Askerî Düzenlemeler (1876-1918)
1877-78 yıllarında gerçekleşen Osmanlı-Rus Savaşı neden başka isimle de anılır?
93 Harbi: Osmanlı-Rus Savaşı’nın bu isimle de anılmasının nedeni, 1877-78 yıllarının Rumî takvimde 1293 tarihine denk düşmesidir.
II. Abdülhamid’in kabul etmek zorunda kaldığı 1878 tarihli Berlin Antlaşmasının olumsuz yanları neleridir?

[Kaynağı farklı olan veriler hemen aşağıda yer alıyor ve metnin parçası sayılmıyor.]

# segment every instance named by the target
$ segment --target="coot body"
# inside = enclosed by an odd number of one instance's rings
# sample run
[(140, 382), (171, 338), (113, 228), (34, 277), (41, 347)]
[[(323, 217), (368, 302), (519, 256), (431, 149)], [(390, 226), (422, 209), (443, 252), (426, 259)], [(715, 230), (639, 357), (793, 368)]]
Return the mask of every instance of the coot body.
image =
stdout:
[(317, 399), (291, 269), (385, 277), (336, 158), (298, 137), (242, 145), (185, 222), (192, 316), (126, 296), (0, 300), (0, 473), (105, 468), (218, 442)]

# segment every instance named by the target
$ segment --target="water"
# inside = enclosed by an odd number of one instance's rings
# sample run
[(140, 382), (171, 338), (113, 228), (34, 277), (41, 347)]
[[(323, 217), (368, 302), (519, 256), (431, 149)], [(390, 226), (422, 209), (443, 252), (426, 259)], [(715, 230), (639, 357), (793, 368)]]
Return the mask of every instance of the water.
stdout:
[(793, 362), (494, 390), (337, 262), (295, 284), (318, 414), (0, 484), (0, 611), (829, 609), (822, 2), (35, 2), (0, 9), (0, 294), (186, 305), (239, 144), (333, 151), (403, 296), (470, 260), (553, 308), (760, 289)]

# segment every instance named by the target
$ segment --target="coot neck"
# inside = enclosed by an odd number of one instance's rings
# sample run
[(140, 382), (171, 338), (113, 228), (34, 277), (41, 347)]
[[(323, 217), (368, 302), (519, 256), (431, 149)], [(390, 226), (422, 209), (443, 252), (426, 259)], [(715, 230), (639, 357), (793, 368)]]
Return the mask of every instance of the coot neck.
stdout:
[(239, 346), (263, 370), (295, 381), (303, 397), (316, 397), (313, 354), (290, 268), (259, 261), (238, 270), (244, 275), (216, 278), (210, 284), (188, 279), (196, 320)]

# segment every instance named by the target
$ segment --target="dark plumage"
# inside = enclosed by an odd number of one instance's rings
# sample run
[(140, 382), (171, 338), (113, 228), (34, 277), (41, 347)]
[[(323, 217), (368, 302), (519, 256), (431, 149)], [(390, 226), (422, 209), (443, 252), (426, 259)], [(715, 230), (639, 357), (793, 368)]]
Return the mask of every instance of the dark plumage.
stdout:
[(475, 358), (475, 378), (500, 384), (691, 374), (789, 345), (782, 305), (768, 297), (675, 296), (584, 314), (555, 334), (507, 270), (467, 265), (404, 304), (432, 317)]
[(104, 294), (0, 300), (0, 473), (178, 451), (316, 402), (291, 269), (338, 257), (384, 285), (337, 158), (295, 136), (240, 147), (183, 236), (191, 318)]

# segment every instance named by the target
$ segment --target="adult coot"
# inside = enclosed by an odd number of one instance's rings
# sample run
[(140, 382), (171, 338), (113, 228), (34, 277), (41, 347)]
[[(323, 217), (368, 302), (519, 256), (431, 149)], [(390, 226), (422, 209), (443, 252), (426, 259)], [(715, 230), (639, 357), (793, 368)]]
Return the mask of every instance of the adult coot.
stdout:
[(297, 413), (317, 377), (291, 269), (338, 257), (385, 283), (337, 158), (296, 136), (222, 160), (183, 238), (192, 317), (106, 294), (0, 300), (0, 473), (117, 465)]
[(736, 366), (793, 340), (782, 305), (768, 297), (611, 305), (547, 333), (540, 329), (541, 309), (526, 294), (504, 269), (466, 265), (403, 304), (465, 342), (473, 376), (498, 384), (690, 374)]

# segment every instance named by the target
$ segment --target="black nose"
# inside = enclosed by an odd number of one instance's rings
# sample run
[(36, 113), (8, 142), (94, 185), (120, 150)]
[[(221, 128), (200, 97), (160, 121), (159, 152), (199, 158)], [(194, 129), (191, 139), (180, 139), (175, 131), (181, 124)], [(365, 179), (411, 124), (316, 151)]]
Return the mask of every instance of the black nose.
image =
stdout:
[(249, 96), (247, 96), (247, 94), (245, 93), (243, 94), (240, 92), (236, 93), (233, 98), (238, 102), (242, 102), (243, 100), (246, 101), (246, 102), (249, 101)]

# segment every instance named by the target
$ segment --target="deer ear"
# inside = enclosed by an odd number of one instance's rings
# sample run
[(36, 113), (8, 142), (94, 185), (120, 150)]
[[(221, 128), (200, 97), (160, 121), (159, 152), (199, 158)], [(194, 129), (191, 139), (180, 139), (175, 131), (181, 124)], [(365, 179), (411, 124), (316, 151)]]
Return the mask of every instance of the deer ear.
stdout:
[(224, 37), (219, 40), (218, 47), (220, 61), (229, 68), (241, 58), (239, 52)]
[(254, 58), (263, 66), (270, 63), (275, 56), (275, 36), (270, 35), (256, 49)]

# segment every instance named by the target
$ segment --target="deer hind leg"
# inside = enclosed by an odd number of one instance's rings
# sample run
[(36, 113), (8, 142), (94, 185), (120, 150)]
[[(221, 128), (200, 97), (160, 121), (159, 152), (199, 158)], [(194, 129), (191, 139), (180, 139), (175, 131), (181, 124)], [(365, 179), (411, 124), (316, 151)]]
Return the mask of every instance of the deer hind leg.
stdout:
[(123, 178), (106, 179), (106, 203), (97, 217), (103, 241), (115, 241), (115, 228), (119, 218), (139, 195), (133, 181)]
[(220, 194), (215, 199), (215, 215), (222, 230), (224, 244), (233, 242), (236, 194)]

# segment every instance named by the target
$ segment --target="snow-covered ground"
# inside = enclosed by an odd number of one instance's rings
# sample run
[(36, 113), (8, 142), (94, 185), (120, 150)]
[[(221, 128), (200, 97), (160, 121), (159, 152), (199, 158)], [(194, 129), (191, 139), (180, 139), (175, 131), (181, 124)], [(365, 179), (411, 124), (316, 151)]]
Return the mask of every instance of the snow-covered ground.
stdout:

Sultan II. Abdülhamid’in kabul etmek zorunda kaldığı 1878 tarihli Berlin Antlaşması, Osmanlı Devleti’nin toprak bütünlüğünü korurken yabancıların ülke idaresine müdahalesine kapı açmıştır. İngiltere, Rusya, Fransa ve Avusturya’nın başını çektiği Avrupa devletleri, Doğu Anadolu ve Rumeli’de bir dizi reformun hayata geçirilmesini talep etmekteydi. Bu bölgelerde yaşayan gayrimüslim Osmanlı tebaasının haklarını koruduklarını iddia eden bu devletler, Osmanlı Devleti’nin idari yapısıyla birlikte borç batağına düşmüş maliyesi üzerinde de kontrol kurma gayreti içerisindeydiler.

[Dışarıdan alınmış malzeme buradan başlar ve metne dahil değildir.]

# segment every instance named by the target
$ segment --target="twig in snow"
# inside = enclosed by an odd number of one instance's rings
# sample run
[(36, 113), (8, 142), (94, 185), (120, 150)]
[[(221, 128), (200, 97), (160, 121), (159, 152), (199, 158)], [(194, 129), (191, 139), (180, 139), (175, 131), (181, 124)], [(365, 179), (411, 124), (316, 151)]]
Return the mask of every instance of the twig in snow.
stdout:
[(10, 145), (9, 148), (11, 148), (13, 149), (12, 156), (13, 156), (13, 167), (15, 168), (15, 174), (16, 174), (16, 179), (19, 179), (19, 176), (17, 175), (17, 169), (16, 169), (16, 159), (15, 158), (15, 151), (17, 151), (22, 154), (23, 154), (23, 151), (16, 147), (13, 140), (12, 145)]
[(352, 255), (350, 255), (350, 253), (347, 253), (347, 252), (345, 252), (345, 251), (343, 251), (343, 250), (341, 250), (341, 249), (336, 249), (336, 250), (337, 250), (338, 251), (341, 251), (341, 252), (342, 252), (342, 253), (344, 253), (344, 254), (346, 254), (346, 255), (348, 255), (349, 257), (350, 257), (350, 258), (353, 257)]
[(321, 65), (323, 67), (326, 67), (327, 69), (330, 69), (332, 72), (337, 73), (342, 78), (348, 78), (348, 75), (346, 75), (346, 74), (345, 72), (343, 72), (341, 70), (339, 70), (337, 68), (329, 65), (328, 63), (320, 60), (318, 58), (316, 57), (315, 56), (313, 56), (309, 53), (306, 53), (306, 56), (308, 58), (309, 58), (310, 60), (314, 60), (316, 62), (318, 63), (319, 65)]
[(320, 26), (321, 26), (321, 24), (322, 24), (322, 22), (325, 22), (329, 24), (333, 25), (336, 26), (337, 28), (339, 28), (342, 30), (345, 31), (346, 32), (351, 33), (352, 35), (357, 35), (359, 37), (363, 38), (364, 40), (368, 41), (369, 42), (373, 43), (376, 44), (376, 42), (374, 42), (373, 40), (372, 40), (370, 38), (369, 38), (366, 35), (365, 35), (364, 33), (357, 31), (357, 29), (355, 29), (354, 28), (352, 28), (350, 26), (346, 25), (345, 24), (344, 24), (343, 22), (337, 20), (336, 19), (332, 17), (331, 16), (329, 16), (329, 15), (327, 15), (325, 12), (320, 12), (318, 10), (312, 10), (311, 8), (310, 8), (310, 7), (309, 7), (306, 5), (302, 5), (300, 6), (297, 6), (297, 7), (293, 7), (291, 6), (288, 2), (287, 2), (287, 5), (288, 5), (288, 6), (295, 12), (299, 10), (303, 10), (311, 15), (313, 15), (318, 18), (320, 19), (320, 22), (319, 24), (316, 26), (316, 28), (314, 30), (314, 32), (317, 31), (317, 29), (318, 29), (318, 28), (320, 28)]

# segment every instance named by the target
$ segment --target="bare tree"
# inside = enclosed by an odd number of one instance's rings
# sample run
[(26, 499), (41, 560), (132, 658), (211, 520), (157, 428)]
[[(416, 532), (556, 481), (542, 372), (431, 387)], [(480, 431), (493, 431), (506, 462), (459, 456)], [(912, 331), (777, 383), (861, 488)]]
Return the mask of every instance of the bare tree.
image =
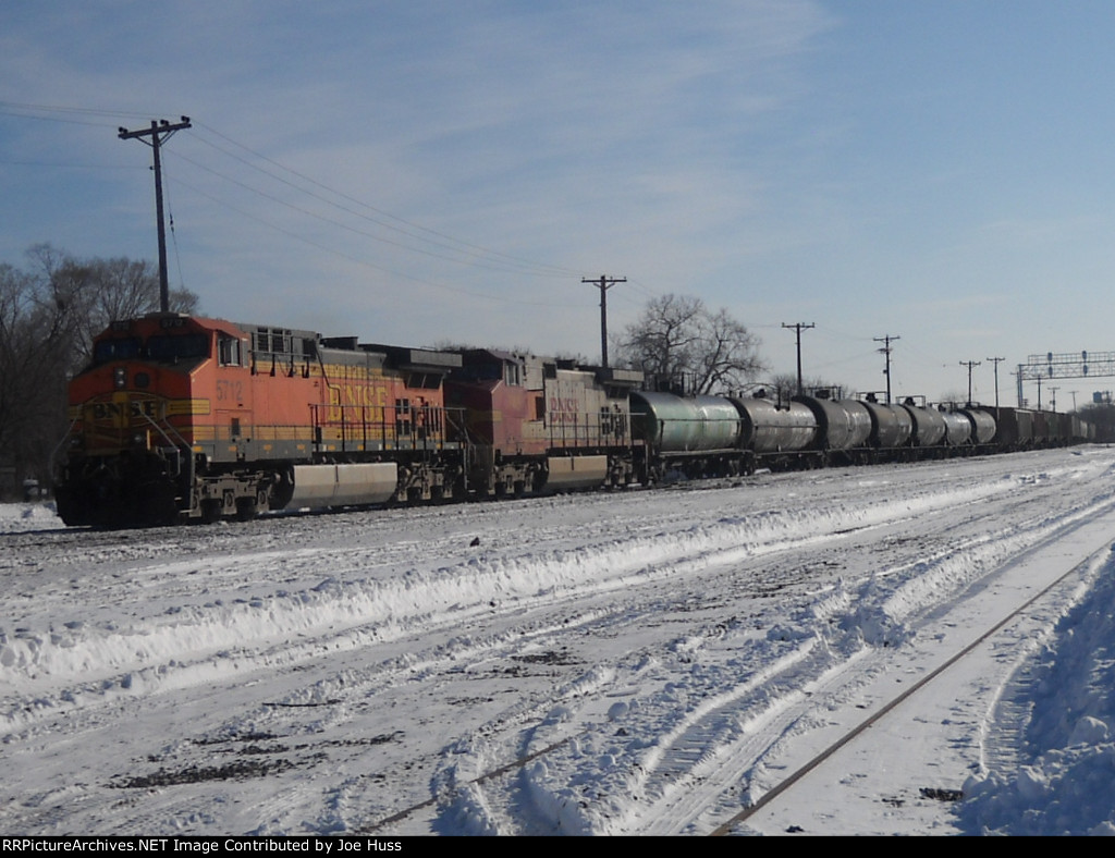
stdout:
[(668, 294), (647, 304), (617, 343), (621, 363), (659, 389), (714, 393), (743, 387), (763, 370), (758, 339), (727, 310)]

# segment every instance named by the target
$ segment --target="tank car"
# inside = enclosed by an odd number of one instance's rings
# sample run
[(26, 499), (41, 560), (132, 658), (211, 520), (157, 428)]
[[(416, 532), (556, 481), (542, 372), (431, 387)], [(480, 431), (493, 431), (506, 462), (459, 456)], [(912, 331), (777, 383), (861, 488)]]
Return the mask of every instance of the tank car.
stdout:
[(948, 427), (944, 417), (935, 408), (918, 406), (908, 400), (902, 404), (910, 413), (911, 442), (921, 450), (938, 450), (944, 443)]
[(455, 354), (176, 313), (114, 322), (69, 387), (70, 525), (433, 498), (465, 478)]
[(668, 470), (698, 477), (748, 469), (740, 415), (728, 399), (633, 390), (631, 421), (644, 450), (646, 481), (660, 480)]
[(813, 411), (817, 420), (817, 449), (845, 462), (865, 461), (871, 437), (871, 413), (863, 402), (853, 399), (794, 397)]
[(778, 467), (815, 458), (811, 451), (817, 448), (821, 428), (808, 406), (777, 406), (765, 398), (733, 398), (731, 403), (741, 421), (739, 445), (756, 461)]

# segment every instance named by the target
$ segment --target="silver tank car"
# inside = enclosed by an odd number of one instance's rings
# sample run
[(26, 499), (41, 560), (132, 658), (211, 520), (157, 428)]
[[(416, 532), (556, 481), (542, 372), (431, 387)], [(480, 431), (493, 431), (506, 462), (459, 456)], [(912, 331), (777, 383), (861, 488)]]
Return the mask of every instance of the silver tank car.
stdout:
[(802, 402), (782, 408), (769, 399), (731, 399), (743, 427), (739, 443), (756, 456), (798, 452), (817, 446), (821, 431), (813, 410)]
[(904, 404), (902, 408), (910, 412), (913, 425), (911, 438), (915, 447), (938, 447), (944, 441), (944, 418), (940, 411), (914, 404)]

93 Harbi’nde yaşanan sevk ve idare problemleri göz önünde bulundurularak yapılan değişiklikler nelerdir?
21 Aralık 1879 tarihli raporu doğrultusunda, 93 Harbi’nde yaşanan sevk ve idare problemleri de göz önünde bulundurularak Dâr-ı Şûra-yı Askerî ile Seraskerlik ve ordu merkezlerinde yer alan ordu meclisleri ve ordu muhasebecilikleri kaldırıldı. Bunun yerine her orduda birer Erkân-ı Harbiyye Dairesi, yani kurmay başkanlığı ve Levazım Dairesi oluşturuldu.
İlk Erkân-ı Harbiyye reisi kimdir?
İlk Erkân-ı Harbiyye reisi, 1905’deki vefatına kadar bu makamda kalacak olan Ethem Paşa oldu.

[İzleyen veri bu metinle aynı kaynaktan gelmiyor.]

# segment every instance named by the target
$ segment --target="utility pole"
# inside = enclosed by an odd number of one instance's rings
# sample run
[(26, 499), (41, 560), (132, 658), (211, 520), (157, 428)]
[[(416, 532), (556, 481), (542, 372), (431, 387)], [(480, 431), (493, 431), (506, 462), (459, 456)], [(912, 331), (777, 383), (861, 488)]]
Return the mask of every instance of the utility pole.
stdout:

1877-78 Osmanlı-Rus Harbi’ndeki mağlubiyetin ardından Osmanlı kolordusuna nasıl bir düzenleme getirilmiştir?
Yapılan düzenlemeler sonrasında Osmanlı ordusunun sefer kuvvetinin yedi nizamiye, 12 redif ve altı mustahfız olmak üzere ikişer tümenli 25 kolordudan meydana gelmesi planlanmıştır.
Osmanlı ordusunda 1885'den 1896’ya kadar hizmet veren Goltz Paşa'ya verilen resmi görevler nelerdir?
Goltz Paşa’ya Osmanlı ordusunda biri Askerî Mektepler Umumî Müfettişliği ve diğeri de Erkân-› Harbiyye İkinci Reisliği olmak üzere iki resmi görev verildi.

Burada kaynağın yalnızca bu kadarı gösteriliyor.